Viral Web Infections using Malware? Gumblar is, Unfortunately, Just Another Day on the Web

Symantec Security Response has been monitoring a recent spate of Web-based attacks and drive-by downloads from compromised websites that are infecting end-users’ computers. This latest round of attacks has a payload that maliciously alters Web search engine results on the compromised machines. There have also been some recent blog posts and articles written about compromised websites rendering drive-by downloads, including malware, with obfuscated attacks coming from a malicious Gumblar domain in China. Yes, we have seen a short-term increase in attacks, but the reality is, this is unfortunately just another day on the Web and it reflects what we have seen in our Web Based Attacks: February 2009 whitepaper. For instance, Symantec documented attacks from more than 800,000 unique domains last year.

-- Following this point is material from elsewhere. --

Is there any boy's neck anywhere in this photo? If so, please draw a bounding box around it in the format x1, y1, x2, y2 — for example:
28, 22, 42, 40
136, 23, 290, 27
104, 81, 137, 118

We have been proactively blocking these latest attacks with our network IPS in Symantec Endpoint Protection and Norton products. Because this particular attack is rendered in a Web browser in an attempt to exploit an underlying vulnerability, our IPS and Symantec Browser Protection is able to stop the attacks, regardless of how the attacks are obfuscated. Norton Community Watch (bolstered by our Norton customers) has reported the proactive blocking and protection of more than 33,000 users from attacks from the malicious 94.x.x.x domain, and more than 10,000 attacks from the malicious Gumblar domain. We have subsequently blocked attacks and prevented the download of malware from other domains associated with the attacks, such as autobestwestern, bestfindaloan, and the 213.x.x.x range. By comparison, we prevented more than 18 million attacks in 2008. More malicious domains and URLs may pop up later as more sites are compromised, but our protective IPS protection doesn’t rely on traditional signatures-based methods—instead focusing on the underlying vulnerability—so Symantec will continue to protect customers without the immediate need for updates.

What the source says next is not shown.